[0007]The present disclosure describes new exemplary systems for the surveillance of terrain and the detection of intrusions over a plane extending into that terrain, combining low capital cost and high sensitivity with a low false alarm rate (FAR). The systems are based on the generation of a curtain array of light beams projected along a plane extending into the field to be surveilled, and the detection of the distance and height of any reflection from this array of light beams, by means of a detection array, detecting imaged fields of view along that plane within the field of view surveilled. Such reflections arise from impingements of the beams with objects along the plane being surveilled by the detector imaging array. Since the initial background reflection pattern without any intrusion can be acquired and stored by the system, a sudden change in this detected background pattern can be defined as arising from an unexpected reflection, and hence indicative of an intrusion. Slow changes can be attributed to gradual changes in the background and can be ignored. The systems described herewithin utilize the times of flight of the laser beams, from transmission to detection, in order to characterize the form of the terrain being surveilled.
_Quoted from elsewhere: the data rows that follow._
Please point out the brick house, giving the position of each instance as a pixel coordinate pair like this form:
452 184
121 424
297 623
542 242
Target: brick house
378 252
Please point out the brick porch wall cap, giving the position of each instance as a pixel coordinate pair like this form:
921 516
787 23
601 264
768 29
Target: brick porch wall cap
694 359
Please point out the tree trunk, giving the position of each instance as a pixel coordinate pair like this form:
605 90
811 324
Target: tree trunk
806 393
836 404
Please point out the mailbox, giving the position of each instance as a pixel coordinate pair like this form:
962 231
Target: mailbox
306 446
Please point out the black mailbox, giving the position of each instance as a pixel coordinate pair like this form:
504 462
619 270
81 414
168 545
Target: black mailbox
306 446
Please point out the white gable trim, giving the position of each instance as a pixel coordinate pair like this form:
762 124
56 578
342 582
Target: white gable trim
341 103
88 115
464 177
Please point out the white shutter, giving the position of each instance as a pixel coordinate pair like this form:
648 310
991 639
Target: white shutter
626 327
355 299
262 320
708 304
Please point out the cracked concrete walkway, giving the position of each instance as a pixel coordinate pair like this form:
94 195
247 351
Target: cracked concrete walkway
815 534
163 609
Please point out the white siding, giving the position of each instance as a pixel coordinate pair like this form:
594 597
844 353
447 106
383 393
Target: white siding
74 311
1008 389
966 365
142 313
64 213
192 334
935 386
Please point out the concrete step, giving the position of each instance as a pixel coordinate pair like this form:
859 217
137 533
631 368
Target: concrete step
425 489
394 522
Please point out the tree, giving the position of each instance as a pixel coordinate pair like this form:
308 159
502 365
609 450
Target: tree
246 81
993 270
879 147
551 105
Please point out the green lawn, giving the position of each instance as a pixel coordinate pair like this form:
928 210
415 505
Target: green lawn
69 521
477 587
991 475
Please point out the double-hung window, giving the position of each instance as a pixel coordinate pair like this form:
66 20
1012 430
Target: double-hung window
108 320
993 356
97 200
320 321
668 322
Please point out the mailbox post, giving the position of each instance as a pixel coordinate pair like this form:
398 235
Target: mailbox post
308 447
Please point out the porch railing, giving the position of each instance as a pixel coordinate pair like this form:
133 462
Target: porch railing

[0008]The angular direction from which the reflection originates is known from the knowledge of which particular detector pixel has detected the reflection signal, since each pixel is directed to monitor a different angular direction of the field of view. The longitudinal position along the line of detection from which the reflection is generated is known from the time of flight of the laser beam reflected into that detector pixel. Since each laser beam in the curtain is directed at a specific direction in the plane, and each detector pixel is also directed at its own specific direction in the plane, each pixel can be uniquely associated with a specific laser beam, and is essentially bore-sighted with its associated laser beam. Thus, the time of flight of each laser beam, from transmission from the source to the detection of the reflection of that beam by its own associated detector pixel, enables the longitudinal position from which the reflection took place to be determined. Thus, measurement of a change in the time of flight of a beam as detected at its associated pixel, enables the distance of an intrusion to be determined, and the height above the terrain level can be determined by knowledge of the specific beam in which the change in time of flight has been detected. The time of flight may be conveniently determined by measuring the change in phase of the modulated laser beam between it transmission and its detection.
[0018]The signal processing unit in any of such systems may further be adapted to detect changes in the intensity of light reflected from the plurality of angularly divergent optical paths, and to temporally correlate any intensity changes detected with changes in the time of flights, such that the intrusion detection can be determined with increased reliability.
[0019]Additional implementations may involve systems such as are described above in which the illuminating beams are modulated at a predetermined frequency, and the array of detector elements is configured to image the reflected light at a rate which is a multiple of the predetermined frequency, and wherein the signal processing unit is adapted to subtract signals arising from samples temporally separated from each other by half of the modulation period, such that the subtraction signal is representative of the reflected light from a detected object in the optical paths without the effect of any background illumination. In such a system, the signals temporally separated from each other by half of the modulation period may be accumulated in separate CCD charge registers, such that the accumulated signals can be read out at a rate substantially lower than the predetermined modulation frequency. Furthermore, the subtracted signals arising from samples temporally separated from each other by half of the modulation period, enable the subtraction of signals arising from background illumination from signals arising from the reflected laser beams.
[0028]The above described methods may include the further step of detecting changes in the intensity of light reflected from the plurality of optical paths, and temporally correlating any intensity changes detected with the changes in the time of flights, such that the intrusion detection can be determined with increased reliability.